Python web crawler: Crawl A poem in a poem to make a search

Source: Internet
Author: User
Tags python web crawler

Python compilation exercises, in order to learn from their own knowledge to use, I find a lot of information. So to be a simple crawler, the code will not exceed 60 lines. Mainly used to crawl the ancient poetry site there is no restrictions and the page layout is very regular, there is nothing special, suitable for entry-level crawler.


Crawl the target site for preparation


The Python version is: 3.4.3.


The goal of crawling is: Ancient poetry net (www.xzslx.net)


At will open an ancient poetry Web page, view its web address can be seen, the address of ancient poetry is basically "www.xzslx.net/shi/+ ID +. html" composition, such as:



And then to the ancient poetry web of Classical Poetry Overview page can see the bottom page break:


A total of 29,830 ancient poems can be crawled to determine the range of numbers behind the "/shi/".


HTML page Parsing library: BeautifulSoup

Installation method: $pip 3 Install BEAUTIFULSOUP4


Main references: "Python network Data Acquisition", chapter first to second

Code parsing:

#!usr/bin/python3# -*- coding:utf-8 -*-import refrom urllib.request import  urlopenfrom urllib.erroe import httperrorfrom bs4 import beautifulsoupdef  GetPage (URL)  :    try :        html  = urlopen (URL)     except HTTPError as e :         return None    try :         bsobj = beautifulsoup (HTML)     except attributeerror  as e :        return None     Return bsobjdef geturl (PG)  :    return  ". Join (' http://www.xzslx.net/ shi/',  str (PG), '. html ') F = open ('./result.txt ',  ' wt ') for pg in range (0,  49149)  :     html = getpage (GetUrl (PG))     cont =  (Html.findall ( ' Div ',  {' class '  :  ' Son2 '))     if cont != none and  len (cont)  > 1 :        cont = cont[1 ].get_text ()         poem = cont[cont.find (' original: ')  +  4:]        sentlist = re.findall (R ' (. *?[.!? ] ',  poem)         for sentc in sentlist :             if  ' Month '  in sentc :                 print  ( sentc,  ' \ t--- < ',  html.find (' H1 '). Get_text (),  ' > ',  file = f)      print  ('--- pAge ', pg,  '  dealed ---') 

getPage(url) For the main reference of the function, see the code on the 9th page of Python network data collection. Usingtry...catch...Prevent the collection of the page is abnormal and cause the crawler to terminate.

geturl (PG) &NBSP; function is mainly composed of convenient URLs, understand the join () function is the basis of Python, very simple not to elaborate.  

open() function to open the document, here I open a Result.txt The result of the document holding the crawl. 

A variable named HTML represents a BeautifulSoup object obtained through the GetPage () function, and observing the original page reveals that the poem content is stored in a div of the attribute "class = ' Son2 '" and is the second such label in the HTML document ( The first such tag is a search box).

Useget_text()function gets<div class = 'son2'> Text content, the whole poem is stored in the "original text:" After, so in the obtained content found in the "original text:" Position and offset 3 positions and a line break a total of 4 characters, then got the original poem content.

A sentence of poetry with ". ”, “! ”, “? "At the end, the regular expression of splitting the verse into a sentence is  '(.*?[。

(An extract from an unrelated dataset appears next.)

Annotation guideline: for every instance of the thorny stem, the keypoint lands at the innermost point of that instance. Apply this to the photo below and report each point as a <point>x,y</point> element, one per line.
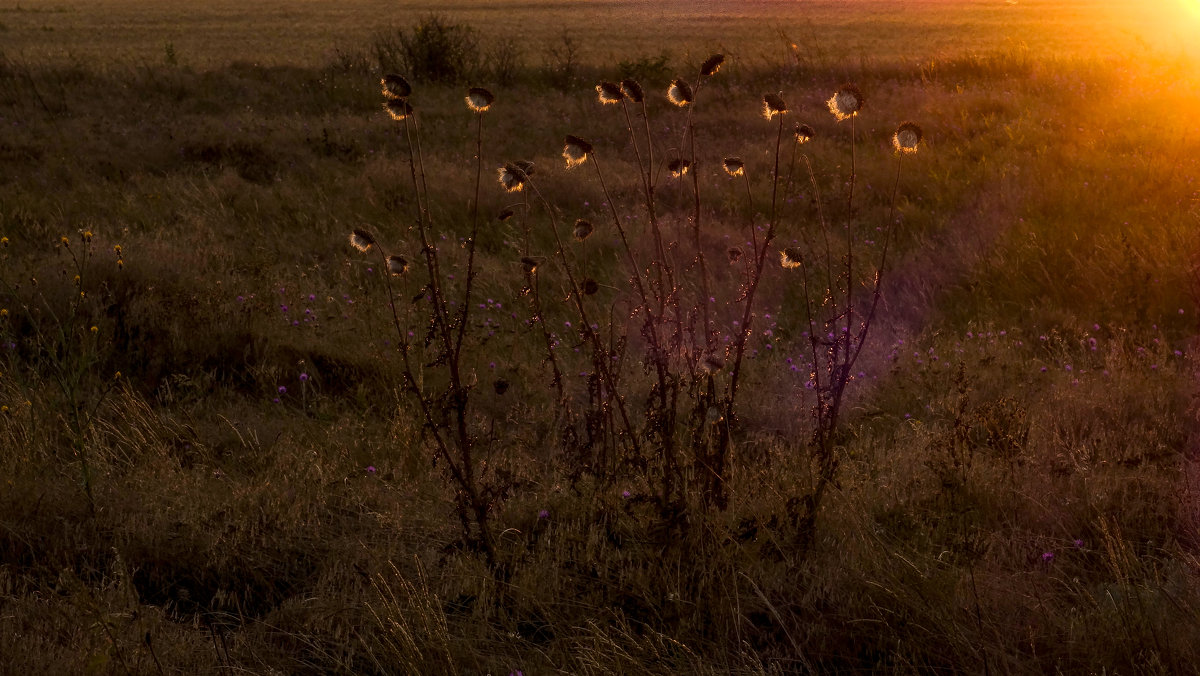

!?])' , ". *?" represents a non-greedy pattern in the Python regular, and [] the content in the [] is either selected, or () is to find the matching result and store it.

After getting a simple sentence to judge whether the word "month" in the verse can be, there is output to &NBSP; , the next sentence is not judged.

print ('---page', pg, 'dealed---') output Crawl status on the command line to make it easy to visually crawl the progress.


The final result is:

Python web crawler: Crawl A poem in a poem to make a search

Related Article

Contact Us

The content source of this page is from Internet, which doesn't represent Alibaba Cloud's opinion; products and services mentioned on that page don't have any relationship with Alibaba Cloud. If the content of the page makes you feel confusing, please write us an email, we will handle the problem within 5 days after receiving your email.

If you find any instances of plagiarism from the community, please send an email to: info-contact@alibabacloud.com and provide relevant evidence. A staff member will contact you within 5 working days.

A Free Trial That Lets You Build Big!

Start building with 50+ products and up to 12 months usage for Elastic Compute Service

  • Sales Support

    1 on 1 presale consultation

  • After-Sales Support

    24/7 Technical Support 6 Free Tickets per Quarter Faster Response

  • Alibaba Cloud offers highly flexible support services tailored to meet your exact needs.